L&G’s profit before tax increased by 143% to £807m in the year to 31 December, reflecting investment variance from core businesses and corporate investments as well as M&A and restructuring costs.
Meanwhile, its core earnings per share grew by 9% in line with guidance to just over 20 pence.
As part of its full-year results, L&G also announced a new £1.2bn share buyback scheme, which is the largest in its history. Alongside 2% dividend per share growth in 2026, the firm expects to return £2.4bn to shareholders in the current year.
Chief executive officer at L&G, António Simões, said: "Today we're reporting a strong financial performance for 2025, and meaningful progress in reshaping L&G. We have addressed legacy complexities, strengthened our foundations and we are driving forward our growth strategy across our core businesses.
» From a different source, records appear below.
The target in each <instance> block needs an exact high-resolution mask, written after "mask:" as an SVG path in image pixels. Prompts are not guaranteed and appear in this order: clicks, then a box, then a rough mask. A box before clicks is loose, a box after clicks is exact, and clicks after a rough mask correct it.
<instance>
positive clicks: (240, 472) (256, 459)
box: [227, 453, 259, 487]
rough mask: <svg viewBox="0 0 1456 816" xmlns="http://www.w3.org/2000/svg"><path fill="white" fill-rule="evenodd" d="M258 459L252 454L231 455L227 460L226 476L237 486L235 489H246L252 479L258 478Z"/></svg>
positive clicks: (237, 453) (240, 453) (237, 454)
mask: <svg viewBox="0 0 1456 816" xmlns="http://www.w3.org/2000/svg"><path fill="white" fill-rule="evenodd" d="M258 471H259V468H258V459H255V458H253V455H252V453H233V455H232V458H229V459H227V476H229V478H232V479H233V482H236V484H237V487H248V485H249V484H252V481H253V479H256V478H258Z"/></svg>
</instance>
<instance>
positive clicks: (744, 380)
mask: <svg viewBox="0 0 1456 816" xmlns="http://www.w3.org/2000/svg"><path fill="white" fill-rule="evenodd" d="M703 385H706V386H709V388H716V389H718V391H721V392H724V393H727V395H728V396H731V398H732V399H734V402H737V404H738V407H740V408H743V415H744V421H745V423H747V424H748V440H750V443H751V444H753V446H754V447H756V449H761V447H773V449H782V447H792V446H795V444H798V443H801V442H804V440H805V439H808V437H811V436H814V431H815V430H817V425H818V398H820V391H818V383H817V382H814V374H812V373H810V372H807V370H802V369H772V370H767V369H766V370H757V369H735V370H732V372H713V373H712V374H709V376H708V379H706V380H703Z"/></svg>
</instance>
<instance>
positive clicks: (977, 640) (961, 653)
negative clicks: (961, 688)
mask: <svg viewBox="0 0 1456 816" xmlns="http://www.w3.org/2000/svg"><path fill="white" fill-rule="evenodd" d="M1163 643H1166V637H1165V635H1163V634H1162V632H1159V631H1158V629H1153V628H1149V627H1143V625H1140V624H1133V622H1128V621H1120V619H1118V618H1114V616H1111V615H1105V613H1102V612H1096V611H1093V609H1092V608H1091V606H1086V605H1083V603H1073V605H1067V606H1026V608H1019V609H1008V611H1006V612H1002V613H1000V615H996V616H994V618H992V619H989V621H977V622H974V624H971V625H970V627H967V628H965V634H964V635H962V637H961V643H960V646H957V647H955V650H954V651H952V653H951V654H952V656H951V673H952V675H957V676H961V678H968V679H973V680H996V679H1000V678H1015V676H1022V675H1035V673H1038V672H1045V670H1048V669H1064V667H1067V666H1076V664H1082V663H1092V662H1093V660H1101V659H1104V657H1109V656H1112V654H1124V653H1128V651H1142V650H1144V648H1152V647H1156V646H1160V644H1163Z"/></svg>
"As a sharper, more focused business, we are well-positioned to capitalise on the structural, growing demand for long-term investments and retirement income."
L&G said it has started 2026 with "stronger foundations, a sharper portfolio and increased momentum", and expects operating EPS growth to be at the top end of its 6-9% three-year target range.
It remains confident in delivering on its asset management profit target of between £500m and £600m by 2028, while it expects negligible operating profit in its corporate investments unit in 2026 as it continues to dispose of the portfolio.
Following the announcement, shares in L&G fell by over 6%.
Head of markets at AJ Bell, Dan Coatsworth, concluded: "Legal & General failed to hit market forecasts for profit growth in 2025, causing the shares to weaken and seeing £750m wiped off its market value.
"Core operating profit of £1.62bn was marginally below the £1.65bn forecast, which overshadowed the launch of its largest ever share buyback. The earnings miss is unfortunate but not catastrophic. Most investors own this story for the juicy dividends and they’re still flowing like fine wine on a summer’s day."